The Wood Review, Britain's first strategy assessment of its oil and gas potential in more than 20 years, was published on Monday, and the government immediately implemented its recommendation to create a new regulator.
The review also called for nurturing technology through industry work groups supervised by the regulator, and placing an increased responsibility on operators to develop, install and share results of using new technology.
The report stressed finding new ways of getting more oil out of reservoirs, reducing the cost of dismantling infrastructure like platforms and pipelines, improving exploration, making traditionally unviable small fields economical, and operating under high temperature, high pressure (HPHT) conditions.
Small firms which tend to lead this innovation complain often of the challenges of having their technologies accepted by the wider industry, so how Britain's new regulator will push innovation will be crucial.
One such company is UPB, which is trying to transform North Sea recovery with an unmanned oil producing buoy which works much like the onshore "nodding donkeys" typically seen in the Texan desert. It costs two thirds less than the closest alternative and can operate at a cost of $4 per barrel.

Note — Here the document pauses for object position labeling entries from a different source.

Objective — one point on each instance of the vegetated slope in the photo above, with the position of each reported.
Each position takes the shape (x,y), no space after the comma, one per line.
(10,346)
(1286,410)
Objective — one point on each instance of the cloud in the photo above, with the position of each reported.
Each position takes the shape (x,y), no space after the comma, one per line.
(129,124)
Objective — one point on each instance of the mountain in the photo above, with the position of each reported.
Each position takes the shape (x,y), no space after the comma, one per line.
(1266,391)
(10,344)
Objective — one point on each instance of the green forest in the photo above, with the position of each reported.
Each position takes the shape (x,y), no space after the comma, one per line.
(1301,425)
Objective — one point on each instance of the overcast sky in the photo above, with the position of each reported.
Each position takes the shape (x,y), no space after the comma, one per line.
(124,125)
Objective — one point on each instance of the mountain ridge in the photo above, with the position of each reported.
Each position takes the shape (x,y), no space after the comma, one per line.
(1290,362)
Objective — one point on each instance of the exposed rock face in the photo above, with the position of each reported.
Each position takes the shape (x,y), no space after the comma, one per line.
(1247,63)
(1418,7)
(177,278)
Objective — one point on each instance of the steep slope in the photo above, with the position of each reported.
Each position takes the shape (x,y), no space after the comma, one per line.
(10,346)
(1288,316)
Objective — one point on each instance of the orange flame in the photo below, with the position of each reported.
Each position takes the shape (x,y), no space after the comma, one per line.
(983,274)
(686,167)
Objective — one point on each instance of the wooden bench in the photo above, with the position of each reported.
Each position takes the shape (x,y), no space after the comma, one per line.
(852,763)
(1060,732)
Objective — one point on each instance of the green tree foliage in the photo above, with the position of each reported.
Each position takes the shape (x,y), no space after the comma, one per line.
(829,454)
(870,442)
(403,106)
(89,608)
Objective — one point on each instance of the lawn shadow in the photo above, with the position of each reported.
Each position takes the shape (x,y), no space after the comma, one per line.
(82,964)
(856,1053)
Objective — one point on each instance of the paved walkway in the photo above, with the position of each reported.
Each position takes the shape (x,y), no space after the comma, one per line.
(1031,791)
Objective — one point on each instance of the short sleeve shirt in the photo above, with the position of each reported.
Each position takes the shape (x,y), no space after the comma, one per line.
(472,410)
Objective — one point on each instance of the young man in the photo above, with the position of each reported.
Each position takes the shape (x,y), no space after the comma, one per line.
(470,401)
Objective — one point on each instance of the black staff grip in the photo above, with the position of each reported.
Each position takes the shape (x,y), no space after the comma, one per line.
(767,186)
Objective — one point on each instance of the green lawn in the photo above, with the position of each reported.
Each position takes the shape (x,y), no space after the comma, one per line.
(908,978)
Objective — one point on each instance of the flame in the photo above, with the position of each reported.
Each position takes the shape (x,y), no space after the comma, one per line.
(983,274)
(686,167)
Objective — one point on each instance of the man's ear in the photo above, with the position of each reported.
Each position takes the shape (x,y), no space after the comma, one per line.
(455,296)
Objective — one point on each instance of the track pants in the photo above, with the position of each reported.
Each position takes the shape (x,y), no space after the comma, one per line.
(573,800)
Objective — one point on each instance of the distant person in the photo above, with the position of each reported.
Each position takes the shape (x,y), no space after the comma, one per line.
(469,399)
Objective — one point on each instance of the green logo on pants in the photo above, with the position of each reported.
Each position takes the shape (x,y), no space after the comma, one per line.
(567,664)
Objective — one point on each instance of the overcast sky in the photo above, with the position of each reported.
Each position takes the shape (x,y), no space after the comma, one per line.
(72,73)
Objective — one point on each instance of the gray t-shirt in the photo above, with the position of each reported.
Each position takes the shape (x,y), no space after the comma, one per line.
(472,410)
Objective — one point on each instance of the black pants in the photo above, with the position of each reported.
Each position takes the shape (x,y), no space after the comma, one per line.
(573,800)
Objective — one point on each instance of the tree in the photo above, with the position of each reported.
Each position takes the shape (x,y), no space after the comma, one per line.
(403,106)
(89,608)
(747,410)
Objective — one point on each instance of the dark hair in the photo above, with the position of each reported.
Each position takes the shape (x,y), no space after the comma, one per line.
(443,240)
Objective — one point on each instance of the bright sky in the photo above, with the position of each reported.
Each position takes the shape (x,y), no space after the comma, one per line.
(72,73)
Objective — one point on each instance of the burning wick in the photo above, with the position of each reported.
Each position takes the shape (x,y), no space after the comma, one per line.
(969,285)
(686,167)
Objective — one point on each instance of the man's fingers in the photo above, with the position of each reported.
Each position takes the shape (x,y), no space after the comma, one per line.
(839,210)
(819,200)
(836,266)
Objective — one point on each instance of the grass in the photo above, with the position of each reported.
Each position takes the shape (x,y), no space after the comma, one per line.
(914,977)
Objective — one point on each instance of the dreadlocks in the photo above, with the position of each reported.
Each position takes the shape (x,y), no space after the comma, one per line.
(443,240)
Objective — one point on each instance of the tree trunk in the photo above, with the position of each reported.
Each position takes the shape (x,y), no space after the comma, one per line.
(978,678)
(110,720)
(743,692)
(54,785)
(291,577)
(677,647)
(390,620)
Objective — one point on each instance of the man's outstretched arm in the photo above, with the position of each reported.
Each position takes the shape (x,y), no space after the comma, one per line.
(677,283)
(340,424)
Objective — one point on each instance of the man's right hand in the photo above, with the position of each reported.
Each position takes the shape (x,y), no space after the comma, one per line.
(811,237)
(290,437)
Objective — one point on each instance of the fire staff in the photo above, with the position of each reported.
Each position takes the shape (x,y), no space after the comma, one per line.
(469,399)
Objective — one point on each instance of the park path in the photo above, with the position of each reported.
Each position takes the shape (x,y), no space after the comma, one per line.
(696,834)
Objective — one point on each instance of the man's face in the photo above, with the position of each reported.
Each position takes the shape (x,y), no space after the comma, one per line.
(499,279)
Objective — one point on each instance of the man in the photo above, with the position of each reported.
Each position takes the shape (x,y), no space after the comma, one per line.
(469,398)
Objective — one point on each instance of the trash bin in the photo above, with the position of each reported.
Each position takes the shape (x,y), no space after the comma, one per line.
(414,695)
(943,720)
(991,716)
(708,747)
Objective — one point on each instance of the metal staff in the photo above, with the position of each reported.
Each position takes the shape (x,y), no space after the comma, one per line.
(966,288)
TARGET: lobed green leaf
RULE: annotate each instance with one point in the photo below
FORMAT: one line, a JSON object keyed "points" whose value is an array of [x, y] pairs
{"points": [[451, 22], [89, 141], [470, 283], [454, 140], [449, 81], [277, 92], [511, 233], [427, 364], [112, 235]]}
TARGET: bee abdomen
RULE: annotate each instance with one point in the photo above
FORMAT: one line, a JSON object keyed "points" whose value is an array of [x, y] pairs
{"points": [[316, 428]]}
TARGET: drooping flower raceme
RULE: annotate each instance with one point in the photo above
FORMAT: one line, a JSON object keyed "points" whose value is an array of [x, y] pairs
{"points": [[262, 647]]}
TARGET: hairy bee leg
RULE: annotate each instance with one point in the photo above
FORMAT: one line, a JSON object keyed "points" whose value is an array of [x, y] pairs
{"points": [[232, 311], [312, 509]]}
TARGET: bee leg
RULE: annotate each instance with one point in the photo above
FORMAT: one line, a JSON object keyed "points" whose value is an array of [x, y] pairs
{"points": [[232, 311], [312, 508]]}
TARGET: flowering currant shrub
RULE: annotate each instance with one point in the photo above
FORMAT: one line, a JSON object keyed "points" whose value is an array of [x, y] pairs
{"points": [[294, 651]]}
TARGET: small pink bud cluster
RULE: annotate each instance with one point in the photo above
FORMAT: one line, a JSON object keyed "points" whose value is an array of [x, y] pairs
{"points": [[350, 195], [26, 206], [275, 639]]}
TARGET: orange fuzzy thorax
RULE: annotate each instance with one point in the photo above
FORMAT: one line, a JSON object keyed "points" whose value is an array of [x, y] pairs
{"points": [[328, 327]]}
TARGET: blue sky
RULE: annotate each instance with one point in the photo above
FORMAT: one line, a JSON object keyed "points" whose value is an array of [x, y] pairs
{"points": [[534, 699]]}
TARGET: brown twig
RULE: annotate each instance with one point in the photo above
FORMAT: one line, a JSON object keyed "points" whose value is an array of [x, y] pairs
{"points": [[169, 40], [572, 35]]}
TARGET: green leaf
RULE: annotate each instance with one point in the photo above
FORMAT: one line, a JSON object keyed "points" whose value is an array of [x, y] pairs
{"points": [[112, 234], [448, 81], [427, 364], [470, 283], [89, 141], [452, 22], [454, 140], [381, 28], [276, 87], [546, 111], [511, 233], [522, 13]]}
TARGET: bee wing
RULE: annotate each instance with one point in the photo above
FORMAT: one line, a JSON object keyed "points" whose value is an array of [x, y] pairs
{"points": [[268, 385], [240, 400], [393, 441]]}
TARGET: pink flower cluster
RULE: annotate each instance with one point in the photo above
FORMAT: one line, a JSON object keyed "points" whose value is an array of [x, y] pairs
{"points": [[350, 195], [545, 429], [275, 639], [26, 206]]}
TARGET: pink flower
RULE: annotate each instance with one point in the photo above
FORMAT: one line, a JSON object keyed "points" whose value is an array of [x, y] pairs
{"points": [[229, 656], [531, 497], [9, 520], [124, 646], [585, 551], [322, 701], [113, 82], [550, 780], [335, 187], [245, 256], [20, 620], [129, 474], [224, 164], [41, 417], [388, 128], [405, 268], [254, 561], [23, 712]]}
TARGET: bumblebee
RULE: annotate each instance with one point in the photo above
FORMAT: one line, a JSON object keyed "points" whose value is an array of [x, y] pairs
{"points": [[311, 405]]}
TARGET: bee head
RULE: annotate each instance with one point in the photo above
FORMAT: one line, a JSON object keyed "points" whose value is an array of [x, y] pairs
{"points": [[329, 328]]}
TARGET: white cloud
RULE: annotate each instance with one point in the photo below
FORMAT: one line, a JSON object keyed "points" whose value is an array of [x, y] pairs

Its founder and chairman Richard Selwa says the oil majors can no longer be relied on for technological breakthroughs in mature basins where the potential prize is small.
"Marginal fields of between 2 and 20 million barrels is not an area where the super majors want to spend there money," Selwa told Reuters. "Ultimately the government can give the stimulus, the drive, the energy to make things happen... Your government really can help you," he added.
UPB received government grants at an early stage, which Selwa describes as absolutely critical to the firm's development.
The company signed a memorandum of understanding with FTSE 100 engineering firm Amec last year to install three unmanned buoys in the North Sea. It expects to have its buoys in the water by 2017.
Rival Enegi Oil is also using similar technology to develop fields in the North Sea and hopes to have a Field Development Plan, an important step in the development process, completed for its Fyne field in the next six months.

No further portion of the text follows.